A la fin de la guerre civile, Manuel Artíguez passe la frontière et se réfugie en France. Il vit à Pau depuis vingt ans lorsqu'il reçoit la visite de Paco, le fils d'un compagnon d'armes qui vient de mourir en Espagne sous les coups de Viñolas, le sergent de la Garde Civile. L'enfant demande au guérillero de retourner à Saint Martin pour le venger et tuer Viñolas. Manuel hésite. Il se doute bien que le sergent n'a pas renoncé à le traquer...

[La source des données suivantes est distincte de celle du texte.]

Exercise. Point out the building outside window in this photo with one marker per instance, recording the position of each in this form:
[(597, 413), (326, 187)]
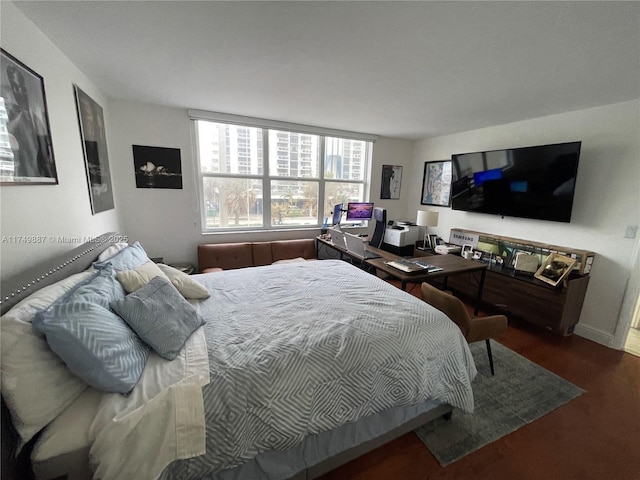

Et vint le jour de la vengeance est l'adaptation cinématographique du roman d'Emeric Pressburger "Killing a mouse on sunday", lui-même librement inspiré de la vie de l'anarchiste espagnol Francesc Sabaté. Je n'ai pas lu le livre. Aussi, il m'est impossible de vous dire si l'adaptation est fidèle ou non. Ce qui est sûr, c'est qu'il faut un peu chercher pour trouver quelques similitudes avec la vie de l'anarchiste.

J'ai apprécié le casting qui m'a rappelé les soirées télé de mon adolescence (Gregory Peck, Anthony Quinn, Omar Sharif), les séquences tournées en décors naturels (dans les Pyrénées, à Pau, à Lourdes...) et la savoureuse galerie de personnages secondaires. Mais pour le reste... On peut lire sur la jaquette " une fresque humaine et historique haletante" et "un très grand film d'aventures". C'est un peu sur-vendu car lorsque survient finalement le jour de la vengeance, on se surprend à se dire "Quoi ? Tout ça pour ça ! "

Fiesta

Drame, 1995 (1h48) de Pierre Boutron, France.

En septembre 1936, alors que Rafael de los Cobos, 16 ans, vient de faire une nouvelle rentrée dans le lycée catholique d'Arcachon où il est pensionnaire depuis 4 ans, il est rappelé en Espagne par son père, un militaire issu de la haute noblesse, pour y accomplir son devoir. Rafael est fier et enthousiaste à l'idée de servir son pays. Il est pressé de monter sur le front et se battre contre les "rouges". Mais avant cela, il est envoyé dans une garnison dirigée par un ami de son père, le Colonel Masagual, pour y apprendre ce qu'est la guerre. Quelques jours suffiront à l'aguerrir...

Tiré d'une histoire vraie, Fiesta est inspiré du roman éponyme écrit en 1971 par José-Luis de la Vilallonga, fils d'une famille proche de la cour d'Alphonse XIII, qui participa à l'âge de 16 ans à la guerre civile du côté des nationalistes.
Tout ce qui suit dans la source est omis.